On July 1, the Reserve Bank of New Zealand implemented new debt-to-income (DTI) ratios, significantly impacting those looking to buy both residential and investment properties.
Under these new regulations, owner-occupiers can only borrow up to six times their household income, while property investors face a limit of seven times their annual household income.
But these DTI changes aren’t hitting every corner of New Zealand in the same way. Different regions are feeling the pinch in different ways, according to realestate.co.nz's analysis, and location is playing a crucial role in this. While these DTI rules are national, the gap between what people earn locally and what they need to borrow under the new rules varies a lot. For example, the national average house price over the last year was $902,988. To get a loan covering 80% of that, you’d need a household income of $120,398, assuming a 20% deposit.
In places like Queenstown, where the average price is $1,953,091, you’d need an income of at least $260,412 to get an 80% loan. Other expensive spots like Waiheke Island, Wanaka, Rodney, and North Shore City have similar high-income requirements. Even in Auckland, only four out of nine areas have average incomes high enough to meet the DTI rules. In Papakura, for example, you’d need at least $108,796 a year to get an 80% loan. On the more affordable end, the Bay of Plenty had the lowest average asking price at $432,604, requiring an income of $57,681 to meet DTI requirements.
The new DTI rules are supposed to stop people from getting in over their heads with debt. But many experts say they won’t have a big effect right away, especially with interest rates being so high.

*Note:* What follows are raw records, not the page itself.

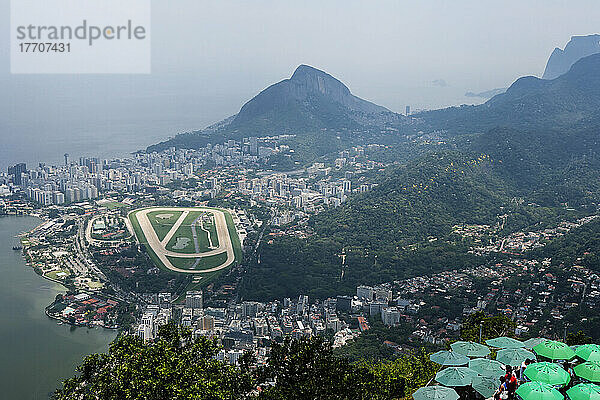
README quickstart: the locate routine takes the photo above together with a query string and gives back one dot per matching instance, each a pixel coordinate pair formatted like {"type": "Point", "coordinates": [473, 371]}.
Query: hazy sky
{"type": "Point", "coordinates": [209, 57]}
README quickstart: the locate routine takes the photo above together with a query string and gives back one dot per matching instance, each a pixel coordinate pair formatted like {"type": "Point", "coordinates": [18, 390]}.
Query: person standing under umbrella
{"type": "Point", "coordinates": [511, 382]}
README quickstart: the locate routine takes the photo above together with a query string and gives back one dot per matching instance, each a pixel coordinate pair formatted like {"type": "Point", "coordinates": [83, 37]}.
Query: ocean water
{"type": "Point", "coordinates": [36, 352]}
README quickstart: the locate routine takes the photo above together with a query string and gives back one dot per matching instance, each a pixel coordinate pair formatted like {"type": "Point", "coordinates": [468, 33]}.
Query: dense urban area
{"type": "Point", "coordinates": [85, 241]}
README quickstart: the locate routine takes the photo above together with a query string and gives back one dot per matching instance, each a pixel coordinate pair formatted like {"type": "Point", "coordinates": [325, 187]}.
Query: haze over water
{"type": "Point", "coordinates": [37, 352]}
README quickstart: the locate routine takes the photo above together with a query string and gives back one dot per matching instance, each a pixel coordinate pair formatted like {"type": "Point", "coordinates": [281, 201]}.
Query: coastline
{"type": "Point", "coordinates": [64, 288]}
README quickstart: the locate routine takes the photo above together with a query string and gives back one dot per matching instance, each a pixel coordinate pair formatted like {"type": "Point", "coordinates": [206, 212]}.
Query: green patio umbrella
{"type": "Point", "coordinates": [531, 343]}
{"type": "Point", "coordinates": [589, 370]}
{"type": "Point", "coordinates": [487, 367]}
{"type": "Point", "coordinates": [554, 350]}
{"type": "Point", "coordinates": [455, 376]}
{"type": "Point", "coordinates": [549, 373]}
{"type": "Point", "coordinates": [453, 358]}
{"type": "Point", "coordinates": [485, 386]}
{"type": "Point", "coordinates": [514, 357]}
{"type": "Point", "coordinates": [470, 349]}
{"type": "Point", "coordinates": [584, 391]}
{"type": "Point", "coordinates": [538, 391]}
{"type": "Point", "coordinates": [504, 343]}
{"type": "Point", "coordinates": [589, 352]}
{"type": "Point", "coordinates": [435, 393]}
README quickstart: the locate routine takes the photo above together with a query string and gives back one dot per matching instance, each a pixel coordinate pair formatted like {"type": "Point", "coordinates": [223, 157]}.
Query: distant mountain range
{"type": "Point", "coordinates": [309, 101]}
{"type": "Point", "coordinates": [525, 153]}
{"type": "Point", "coordinates": [529, 101]}
{"type": "Point", "coordinates": [487, 94]}
{"type": "Point", "coordinates": [560, 61]}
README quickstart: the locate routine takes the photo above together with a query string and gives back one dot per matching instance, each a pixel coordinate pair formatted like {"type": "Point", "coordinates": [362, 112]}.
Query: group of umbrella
{"type": "Point", "coordinates": [469, 365]}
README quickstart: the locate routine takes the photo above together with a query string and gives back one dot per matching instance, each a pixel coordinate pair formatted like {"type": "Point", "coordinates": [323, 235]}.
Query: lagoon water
{"type": "Point", "coordinates": [36, 353]}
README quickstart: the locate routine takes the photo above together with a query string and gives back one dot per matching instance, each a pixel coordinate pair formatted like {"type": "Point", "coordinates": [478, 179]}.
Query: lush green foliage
{"type": "Point", "coordinates": [173, 367]}
{"type": "Point", "coordinates": [489, 327]}
{"type": "Point", "coordinates": [177, 367]}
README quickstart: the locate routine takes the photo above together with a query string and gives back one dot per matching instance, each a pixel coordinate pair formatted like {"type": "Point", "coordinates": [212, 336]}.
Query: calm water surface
{"type": "Point", "coordinates": [36, 352]}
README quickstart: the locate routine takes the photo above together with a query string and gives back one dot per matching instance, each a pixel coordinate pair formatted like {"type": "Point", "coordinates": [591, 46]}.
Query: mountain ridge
{"type": "Point", "coordinates": [560, 61]}
{"type": "Point", "coordinates": [309, 101]}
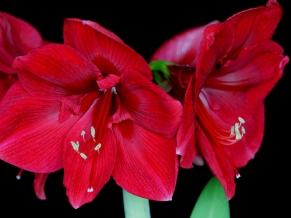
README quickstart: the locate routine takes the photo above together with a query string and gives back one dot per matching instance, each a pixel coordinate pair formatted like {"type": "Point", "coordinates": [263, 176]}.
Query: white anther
{"type": "Point", "coordinates": [90, 189]}
{"type": "Point", "coordinates": [97, 147]}
{"type": "Point", "coordinates": [241, 120]}
{"type": "Point", "coordinates": [93, 132]}
{"type": "Point", "coordinates": [75, 145]}
{"type": "Point", "coordinates": [84, 156]}
{"type": "Point", "coordinates": [113, 89]}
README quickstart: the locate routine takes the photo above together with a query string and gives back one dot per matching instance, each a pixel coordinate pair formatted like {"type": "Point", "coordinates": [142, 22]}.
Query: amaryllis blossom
{"type": "Point", "coordinates": [222, 73]}
{"type": "Point", "coordinates": [17, 37]}
{"type": "Point", "coordinates": [90, 106]}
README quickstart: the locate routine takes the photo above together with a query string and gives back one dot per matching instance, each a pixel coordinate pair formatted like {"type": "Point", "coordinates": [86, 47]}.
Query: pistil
{"type": "Point", "coordinates": [90, 147]}
{"type": "Point", "coordinates": [218, 135]}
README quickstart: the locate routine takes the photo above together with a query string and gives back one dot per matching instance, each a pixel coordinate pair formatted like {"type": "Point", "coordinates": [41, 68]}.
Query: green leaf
{"type": "Point", "coordinates": [160, 66]}
{"type": "Point", "coordinates": [212, 202]}
{"type": "Point", "coordinates": [135, 207]}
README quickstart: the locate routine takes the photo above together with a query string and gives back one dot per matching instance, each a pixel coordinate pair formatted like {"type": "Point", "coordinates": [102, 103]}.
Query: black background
{"type": "Point", "coordinates": [264, 187]}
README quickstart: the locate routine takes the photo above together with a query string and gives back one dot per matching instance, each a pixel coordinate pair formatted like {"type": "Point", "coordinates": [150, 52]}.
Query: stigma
{"type": "Point", "coordinates": [92, 144]}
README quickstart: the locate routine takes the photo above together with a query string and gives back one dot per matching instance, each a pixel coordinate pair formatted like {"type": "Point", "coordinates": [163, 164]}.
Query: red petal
{"type": "Point", "coordinates": [100, 47]}
{"type": "Point", "coordinates": [54, 71]}
{"type": "Point", "coordinates": [217, 162]}
{"type": "Point", "coordinates": [182, 48]}
{"type": "Point", "coordinates": [186, 138]}
{"type": "Point", "coordinates": [149, 105]}
{"type": "Point", "coordinates": [245, 149]}
{"type": "Point", "coordinates": [97, 168]}
{"type": "Point", "coordinates": [17, 37]}
{"type": "Point", "coordinates": [214, 47]}
{"type": "Point", "coordinates": [31, 137]}
{"type": "Point", "coordinates": [255, 25]}
{"type": "Point", "coordinates": [39, 183]}
{"type": "Point", "coordinates": [244, 83]}
{"type": "Point", "coordinates": [146, 163]}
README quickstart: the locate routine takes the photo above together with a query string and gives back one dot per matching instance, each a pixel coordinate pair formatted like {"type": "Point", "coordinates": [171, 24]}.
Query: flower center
{"type": "Point", "coordinates": [218, 135]}
{"type": "Point", "coordinates": [91, 146]}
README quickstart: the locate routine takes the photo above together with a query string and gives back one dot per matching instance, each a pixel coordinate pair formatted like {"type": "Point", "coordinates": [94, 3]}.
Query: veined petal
{"type": "Point", "coordinates": [103, 49]}
{"type": "Point", "coordinates": [17, 37]}
{"type": "Point", "coordinates": [6, 81]}
{"type": "Point", "coordinates": [84, 177]}
{"type": "Point", "coordinates": [214, 47]}
{"type": "Point", "coordinates": [182, 48]}
{"type": "Point", "coordinates": [31, 137]}
{"type": "Point", "coordinates": [255, 25]}
{"type": "Point", "coordinates": [217, 162]}
{"type": "Point", "coordinates": [55, 71]}
{"type": "Point", "coordinates": [245, 149]}
{"type": "Point", "coordinates": [246, 81]}
{"type": "Point", "coordinates": [39, 183]}
{"type": "Point", "coordinates": [149, 105]}
{"type": "Point", "coordinates": [146, 163]}
{"type": "Point", "coordinates": [186, 138]}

Even with the new limits, banks are still careful about how much they lend. They’re more likely to lend around 5-5.5 times your income with stress testing rates in the mid 8s, instead of the maximum allowed. It’s very possible that the full impact of DTI ratios may only be felt if interest rates decrease significantly, which would enable banks to lend closer to the maximum ratios permitted. Clients also need to keep in mind that these DTI requirements are in addition to the usual debt servicing rules that banks have been using for years, which will still apply.
So, while the new DTI rules are a big deal, they might not make a big splash right away. It all depends on what happens next with interest rates and how banks handle things.